Il due giugno del 1946, il popolo italiano veniva chiamato alle urne, per decidere attraverso un referendum, qualche forma istituzionale avrebbe dovuto avere il Paese: se mantenere la monarchia sabauda, complice del ventennio fascista e dell’entrata dell’Italia, a fianco della Germania di Hitler, nella seconda guerra mondiale, oppure scegliere la Repubblica, forma di governo su cui puntavano tutti i partiti antifascisti, dalla sinistra al partito d’azione, passando per le forze centriste.
I liberali, di antico retaggio sabaudo erano al contrario favorevoli al mantenimento dell’istituto monarchico. Le forze di destra non erano in campo, cioè non erano ancora politicamente riorganizzate, ma nessuno aveva la certezza che milioni di fascisti, preferissero al modello monarchico, consolidato e conosciuto, ad una forma repubblicana ancora in divenire, e magari dai vaghi contorni comunisti.
Infatti uno slogan molto famoso all’epoca, ripetuto in maniera ossessiva verso l’elettorato, era quello di non fare “Un salto nel buio”, dall’altra parte si rispondeva con lo stesso impeto: “O la repubblica o il caos”.
I risultati non erano poi così certi e scontati, se il nord del Paese, che aveva conosciuto il regime di Salò e provato la repressione nazifascista, era largamente a favore della Repubblica, il centro sud, manifestava ancora notevoli simpatie verso la monarchia, ed in particolare nei confronti della famiglia sabauda, nonostante essa fosse stata fortemente compromessa e coinvolta con il Fascismo.
Non fu certo un caso che alla fine, seppur tardivamente, il vecchio re Vittorio Emanuele III abdicò a favore del figlio Umberto, una mossa, imposta dalle formazioni monarchiche, per cercare nuove simpatie, sì di un Savoia forse meno responsabile rispetto al padre, nella condotta della guerra.
Certamente avrebbe fatto più presa sul popolo, la giovane moglie Maria Josè, apertamente antifascista, affascinante, carismatica, amica e protettrice di tanti famosi intellettuali dell’epoca, a partire da Benedetto Croce.
In lei si percepiva il modello delle monarchie del nord Europa: riformiste, costituzionali. Come il Belgio il suo Paese d’origine.

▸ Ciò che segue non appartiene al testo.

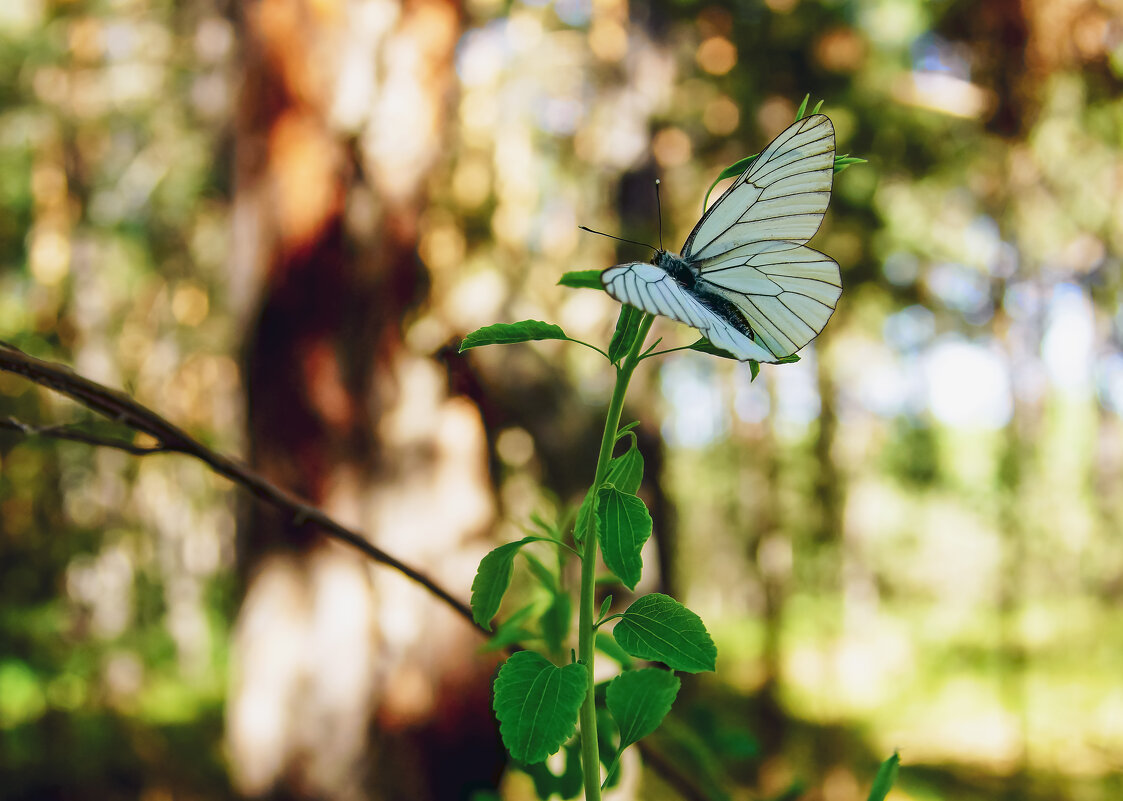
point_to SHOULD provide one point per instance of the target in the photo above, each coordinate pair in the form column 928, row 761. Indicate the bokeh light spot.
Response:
column 717, row 55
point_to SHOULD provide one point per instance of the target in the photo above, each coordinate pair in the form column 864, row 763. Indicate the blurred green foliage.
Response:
column 909, row 538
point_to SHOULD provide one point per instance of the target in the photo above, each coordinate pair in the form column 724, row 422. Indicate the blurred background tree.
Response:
column 271, row 220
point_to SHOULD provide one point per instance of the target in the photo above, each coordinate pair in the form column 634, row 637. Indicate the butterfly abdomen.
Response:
column 723, row 308
column 676, row 267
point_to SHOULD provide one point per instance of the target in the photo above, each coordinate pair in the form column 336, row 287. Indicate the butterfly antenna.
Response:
column 619, row 238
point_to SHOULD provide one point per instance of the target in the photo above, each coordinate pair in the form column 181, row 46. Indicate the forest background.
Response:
column 273, row 221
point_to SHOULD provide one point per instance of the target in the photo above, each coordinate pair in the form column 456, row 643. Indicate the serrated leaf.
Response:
column 493, row 578
column 658, row 627
column 626, row 471
column 582, row 279
column 555, row 621
column 626, row 333
column 622, row 527
column 639, row 700
column 544, row 574
column 622, row 431
column 565, row 785
column 886, row 776
column 510, row 631
column 547, row 528
column 581, row 527
column 608, row 645
column 510, row 333
column 537, row 704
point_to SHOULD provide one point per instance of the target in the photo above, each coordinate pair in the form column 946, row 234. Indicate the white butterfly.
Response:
column 746, row 279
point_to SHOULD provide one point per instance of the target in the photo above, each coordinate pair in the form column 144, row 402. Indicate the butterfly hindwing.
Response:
column 651, row 289
column 785, row 291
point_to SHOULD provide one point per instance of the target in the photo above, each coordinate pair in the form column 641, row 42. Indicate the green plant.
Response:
column 537, row 701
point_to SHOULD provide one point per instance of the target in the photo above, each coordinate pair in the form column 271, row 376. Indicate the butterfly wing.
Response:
column 782, row 197
column 786, row 291
column 651, row 289
column 749, row 245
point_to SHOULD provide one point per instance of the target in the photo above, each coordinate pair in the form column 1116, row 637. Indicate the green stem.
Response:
column 590, row 755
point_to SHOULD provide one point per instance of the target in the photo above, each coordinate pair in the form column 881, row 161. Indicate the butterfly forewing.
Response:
column 781, row 197
column 747, row 255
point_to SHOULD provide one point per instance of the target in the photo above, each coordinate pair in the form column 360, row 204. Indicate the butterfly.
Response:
column 746, row 278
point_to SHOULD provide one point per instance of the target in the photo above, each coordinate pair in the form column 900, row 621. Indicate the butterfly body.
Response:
column 745, row 278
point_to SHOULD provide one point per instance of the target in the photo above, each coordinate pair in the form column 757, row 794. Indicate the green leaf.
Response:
column 610, row 647
column 639, row 700
column 622, row 431
column 627, row 329
column 622, row 527
column 544, row 574
column 803, row 108
column 842, row 162
column 582, row 279
column 885, row 779
column 555, row 621
column 732, row 171
column 704, row 345
column 605, row 606
column 626, row 471
column 658, row 627
column 510, row 631
column 537, row 704
column 547, row 783
column 492, row 579
column 509, row 333
column 581, row 528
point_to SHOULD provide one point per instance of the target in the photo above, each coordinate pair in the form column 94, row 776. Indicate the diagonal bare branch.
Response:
column 122, row 409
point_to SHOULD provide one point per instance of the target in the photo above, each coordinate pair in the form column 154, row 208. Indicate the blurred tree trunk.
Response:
column 341, row 116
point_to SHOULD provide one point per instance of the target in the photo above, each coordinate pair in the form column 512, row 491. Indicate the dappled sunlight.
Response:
column 906, row 539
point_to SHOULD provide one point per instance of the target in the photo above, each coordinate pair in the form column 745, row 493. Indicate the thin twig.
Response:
column 75, row 435
column 120, row 408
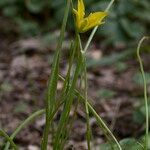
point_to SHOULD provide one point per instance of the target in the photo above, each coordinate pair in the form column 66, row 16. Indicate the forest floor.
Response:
column 114, row 90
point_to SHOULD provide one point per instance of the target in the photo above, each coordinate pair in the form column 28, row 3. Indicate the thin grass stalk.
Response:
column 99, row 120
column 52, row 87
column 4, row 134
column 145, row 91
column 29, row 120
column 67, row 107
column 88, row 134
column 95, row 29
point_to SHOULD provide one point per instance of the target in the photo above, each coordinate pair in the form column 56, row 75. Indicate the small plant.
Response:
column 71, row 91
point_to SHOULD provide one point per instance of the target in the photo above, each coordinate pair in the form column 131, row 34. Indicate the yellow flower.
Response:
column 85, row 23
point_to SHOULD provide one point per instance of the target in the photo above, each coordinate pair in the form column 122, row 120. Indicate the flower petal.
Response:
column 81, row 9
column 94, row 19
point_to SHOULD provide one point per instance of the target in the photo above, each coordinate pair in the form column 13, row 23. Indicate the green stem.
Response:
column 24, row 124
column 29, row 120
column 145, row 91
column 52, row 87
column 95, row 29
column 4, row 134
column 98, row 118
column 88, row 134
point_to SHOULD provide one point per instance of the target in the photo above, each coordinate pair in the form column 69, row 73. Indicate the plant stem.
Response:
column 29, row 120
column 4, row 134
column 52, row 87
column 95, row 29
column 100, row 121
column 145, row 91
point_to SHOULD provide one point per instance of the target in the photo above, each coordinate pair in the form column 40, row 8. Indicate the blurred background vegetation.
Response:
column 128, row 20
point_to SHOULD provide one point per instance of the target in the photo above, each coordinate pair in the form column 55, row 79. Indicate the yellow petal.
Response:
column 94, row 19
column 81, row 9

Anzi, c’era chi addirittura teorizzava il passaggio al trono direttamente al piccolo Vittorio Emanuele IV Principe di Napoli, con la reggenza materna.
Ipotesi, utopie, in quella primavera del 1946 si giocarono molte carte. Non sempre vincenti. Gli americani avrebbero preferito una repubblica, possibilmente non troppo di stampo socialista. La Chiesa cattolica era divisa. Come ciò che restava del Regio Esercito, mentre i Carabinieri per storia e tradizioni erano fedeli al re.
Se avesse vinto la monarchia, magari di poco, cosa sarebbe accaduto?. Inoltre a molti soldati, ancora prigionieri i guerra, non fu permesso di votare.
La città di Trieste era fuori dal referendum, come le province dell’Alto Adige.
Fu la prima volta di una consultazione politica di carattere nazionale, dopo molti anni di dittatura. Al contrario di quanto temevano gli osservatori esterni, gli italiani andarono a votare, in maniera massiccia oltre l'89,08% degli allora 28 005 449 elettori che avevano diritto al voto.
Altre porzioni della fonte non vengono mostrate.